If you are thinking about filing for Chapter 13 bankruptcy to get rid of debt, you need to go over your individual circumstances and the ins and outs of this strategy. Chapter 13 bankruptcy allows many people to retain assets while eliminating their debts. However, this approach requires those who file to work through a repayment plan. The duration of Chapter 13 repayment plans varies from one individual to the next.
In comparison to Chapter 7, Chapter 13 is often advantageous, especially for those who do not want to lose their home due to foreclosure.
Looking at income and Chapter 13 repayment plans
According to the United States Courts, Chapter 13 repayment plans typically last between three and five years. The length of a repayment plan depends on a debtor’s income.
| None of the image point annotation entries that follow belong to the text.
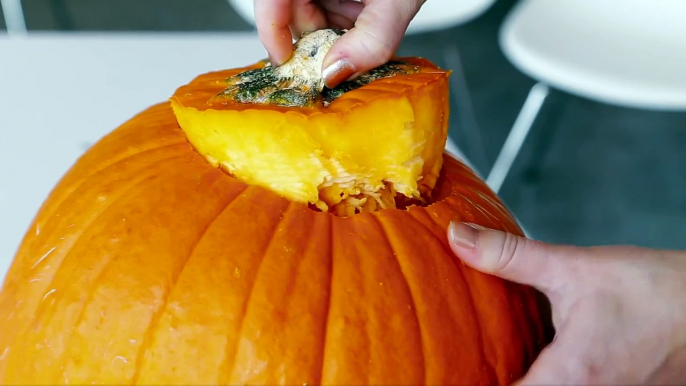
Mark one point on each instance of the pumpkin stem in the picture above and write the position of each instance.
(299, 81)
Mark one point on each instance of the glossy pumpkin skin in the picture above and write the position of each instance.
(146, 265)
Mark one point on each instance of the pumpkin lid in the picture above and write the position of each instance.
(371, 143)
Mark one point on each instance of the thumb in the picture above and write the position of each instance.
(511, 257)
(372, 42)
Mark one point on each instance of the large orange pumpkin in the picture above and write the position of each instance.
(150, 265)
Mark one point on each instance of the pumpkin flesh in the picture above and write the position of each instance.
(355, 153)
(149, 265)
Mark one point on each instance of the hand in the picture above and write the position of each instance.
(619, 312)
(376, 28)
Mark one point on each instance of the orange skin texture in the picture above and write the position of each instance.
(146, 265)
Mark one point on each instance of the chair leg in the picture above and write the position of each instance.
(464, 108)
(14, 17)
(518, 133)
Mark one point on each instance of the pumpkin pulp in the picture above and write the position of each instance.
(343, 152)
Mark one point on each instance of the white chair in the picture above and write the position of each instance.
(435, 15)
(14, 17)
(629, 53)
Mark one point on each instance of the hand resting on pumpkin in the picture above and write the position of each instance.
(376, 29)
(619, 312)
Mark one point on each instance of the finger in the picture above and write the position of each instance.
(514, 258)
(371, 42)
(272, 18)
(347, 8)
(307, 16)
(551, 367)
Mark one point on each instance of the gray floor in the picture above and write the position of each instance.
(589, 174)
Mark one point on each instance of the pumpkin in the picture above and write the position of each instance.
(217, 240)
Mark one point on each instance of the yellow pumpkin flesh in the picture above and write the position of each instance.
(148, 264)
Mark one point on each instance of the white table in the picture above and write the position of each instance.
(37, 146)
(134, 70)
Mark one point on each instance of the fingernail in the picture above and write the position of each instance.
(337, 73)
(463, 234)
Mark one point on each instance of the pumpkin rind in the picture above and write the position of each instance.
(147, 265)
(387, 134)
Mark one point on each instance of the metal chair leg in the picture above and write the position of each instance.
(14, 17)
(518, 133)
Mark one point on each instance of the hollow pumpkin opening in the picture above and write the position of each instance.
(372, 143)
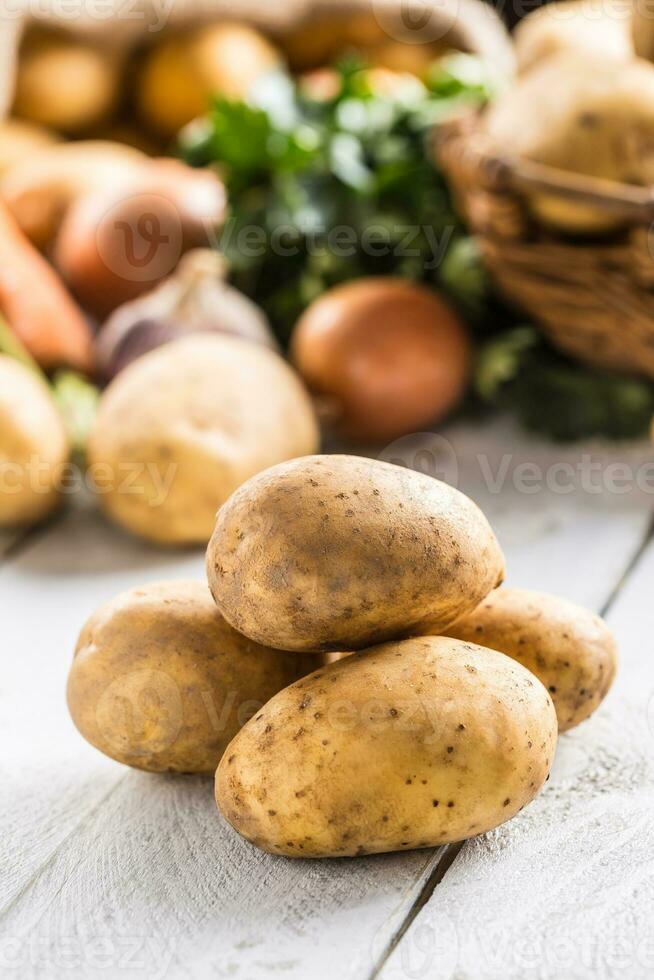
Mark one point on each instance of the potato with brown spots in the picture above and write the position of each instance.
(161, 682)
(183, 426)
(570, 649)
(339, 552)
(410, 744)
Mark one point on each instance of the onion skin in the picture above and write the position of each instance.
(388, 356)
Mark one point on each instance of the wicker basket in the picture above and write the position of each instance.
(469, 25)
(594, 298)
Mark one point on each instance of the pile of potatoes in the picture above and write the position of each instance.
(333, 671)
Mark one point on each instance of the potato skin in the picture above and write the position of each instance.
(569, 648)
(340, 552)
(161, 682)
(407, 745)
(182, 427)
(34, 447)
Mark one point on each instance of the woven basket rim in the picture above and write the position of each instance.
(505, 173)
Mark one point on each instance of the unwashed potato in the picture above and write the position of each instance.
(410, 744)
(589, 116)
(19, 141)
(339, 552)
(39, 190)
(182, 427)
(580, 26)
(181, 74)
(64, 83)
(570, 649)
(34, 447)
(161, 682)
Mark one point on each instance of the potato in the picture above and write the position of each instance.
(19, 141)
(568, 648)
(161, 682)
(40, 190)
(588, 116)
(338, 552)
(181, 74)
(319, 41)
(182, 427)
(34, 447)
(579, 26)
(410, 744)
(66, 84)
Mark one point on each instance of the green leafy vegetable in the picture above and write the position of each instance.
(556, 397)
(327, 188)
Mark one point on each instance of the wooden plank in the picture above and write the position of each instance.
(567, 888)
(48, 589)
(145, 862)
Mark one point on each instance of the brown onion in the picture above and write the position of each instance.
(386, 357)
(116, 244)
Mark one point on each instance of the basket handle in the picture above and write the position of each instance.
(523, 176)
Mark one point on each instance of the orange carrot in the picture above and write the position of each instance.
(37, 305)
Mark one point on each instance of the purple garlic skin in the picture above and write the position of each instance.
(195, 299)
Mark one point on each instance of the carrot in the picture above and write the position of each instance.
(37, 305)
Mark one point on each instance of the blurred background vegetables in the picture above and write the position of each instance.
(327, 189)
(314, 214)
(384, 356)
(195, 299)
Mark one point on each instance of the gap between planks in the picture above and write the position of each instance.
(446, 856)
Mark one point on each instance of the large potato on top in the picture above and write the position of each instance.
(337, 553)
(34, 446)
(161, 682)
(570, 649)
(182, 427)
(588, 27)
(410, 744)
(586, 115)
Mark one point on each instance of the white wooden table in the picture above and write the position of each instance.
(109, 872)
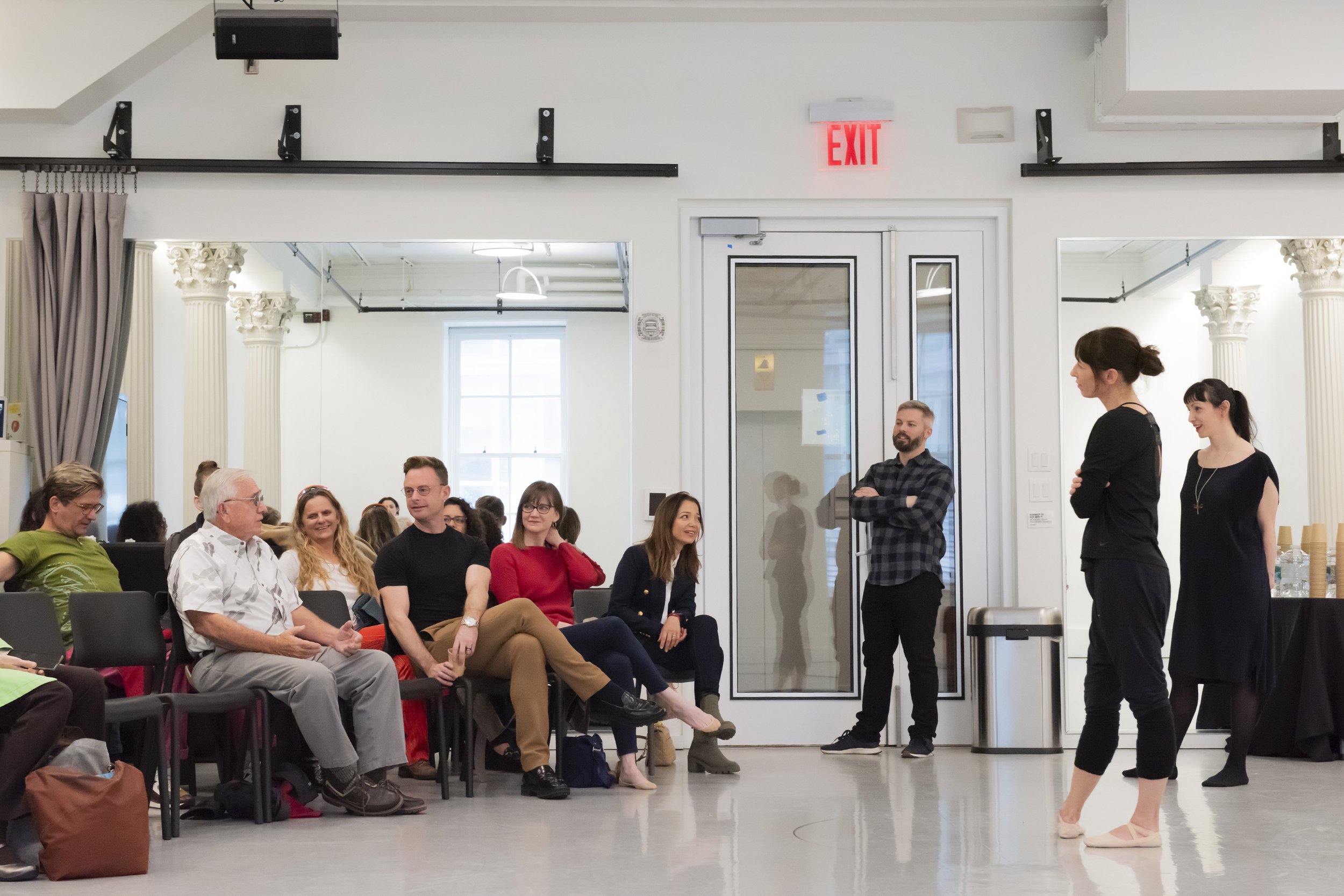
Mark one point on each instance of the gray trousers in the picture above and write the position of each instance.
(311, 687)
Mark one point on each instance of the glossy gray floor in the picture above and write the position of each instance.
(793, 822)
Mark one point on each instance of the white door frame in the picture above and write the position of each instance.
(816, 217)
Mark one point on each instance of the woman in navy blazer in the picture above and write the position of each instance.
(654, 591)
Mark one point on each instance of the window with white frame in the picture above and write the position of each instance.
(507, 421)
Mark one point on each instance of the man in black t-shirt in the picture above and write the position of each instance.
(434, 583)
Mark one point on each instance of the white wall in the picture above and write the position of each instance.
(729, 104)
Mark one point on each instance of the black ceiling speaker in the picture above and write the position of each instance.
(277, 34)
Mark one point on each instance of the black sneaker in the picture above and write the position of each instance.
(545, 784)
(853, 742)
(920, 747)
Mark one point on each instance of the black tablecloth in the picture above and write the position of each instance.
(1303, 716)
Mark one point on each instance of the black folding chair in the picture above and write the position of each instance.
(217, 703)
(593, 604)
(328, 606)
(121, 629)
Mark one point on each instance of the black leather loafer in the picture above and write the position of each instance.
(631, 711)
(545, 784)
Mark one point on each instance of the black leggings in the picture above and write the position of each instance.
(1125, 663)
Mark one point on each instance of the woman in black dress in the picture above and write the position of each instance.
(1227, 553)
(1116, 491)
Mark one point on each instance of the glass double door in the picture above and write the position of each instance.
(811, 342)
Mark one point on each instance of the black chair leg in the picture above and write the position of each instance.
(441, 733)
(469, 752)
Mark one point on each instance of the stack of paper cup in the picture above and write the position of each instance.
(1313, 542)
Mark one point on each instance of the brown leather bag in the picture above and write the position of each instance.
(90, 827)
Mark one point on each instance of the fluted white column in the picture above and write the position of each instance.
(203, 272)
(138, 382)
(261, 320)
(1321, 283)
(1227, 315)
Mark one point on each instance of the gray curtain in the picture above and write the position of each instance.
(77, 308)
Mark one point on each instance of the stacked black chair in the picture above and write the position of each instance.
(121, 629)
(593, 604)
(253, 700)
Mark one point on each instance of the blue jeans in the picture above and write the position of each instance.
(609, 645)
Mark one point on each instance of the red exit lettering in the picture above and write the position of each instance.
(853, 143)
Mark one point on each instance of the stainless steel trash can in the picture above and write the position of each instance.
(1015, 679)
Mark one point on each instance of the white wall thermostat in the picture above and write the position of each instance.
(651, 327)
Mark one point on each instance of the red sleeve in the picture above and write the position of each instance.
(581, 569)
(504, 572)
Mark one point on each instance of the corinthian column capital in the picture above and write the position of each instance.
(1318, 262)
(1227, 310)
(262, 316)
(203, 269)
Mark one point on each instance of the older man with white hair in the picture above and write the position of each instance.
(246, 622)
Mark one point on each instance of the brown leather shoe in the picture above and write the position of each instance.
(421, 770)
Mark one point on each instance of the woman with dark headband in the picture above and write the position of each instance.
(1116, 491)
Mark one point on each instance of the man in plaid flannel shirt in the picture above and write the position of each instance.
(905, 499)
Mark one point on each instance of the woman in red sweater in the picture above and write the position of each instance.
(538, 564)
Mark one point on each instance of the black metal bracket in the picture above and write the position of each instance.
(1331, 149)
(117, 143)
(291, 146)
(1329, 163)
(546, 136)
(1045, 139)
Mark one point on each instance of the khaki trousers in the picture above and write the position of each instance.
(517, 641)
For example, if your income is above the state median, you will likely have to make regular payments for five years. However, those with incomes below the state median sometimes have a Chapter 13 repayment plan that lasts for three years. However, the law prohibits repayment plans from exceeding five years.
Looking at the Chapter 13 hardship discharge
In some instances, those who are unable to continue making payments due to significant financial hardships are able to have their repayment plan discharged. In order to secure a Chapter 13 hardship discharge, debtors must satisfy a number of requirements. For example, the hardship discharge is typically only an option if financial hardships are out of a debtor’s control and creditors receive roughly the same amount as they would receive through a Chapter 7 bankruptcy case.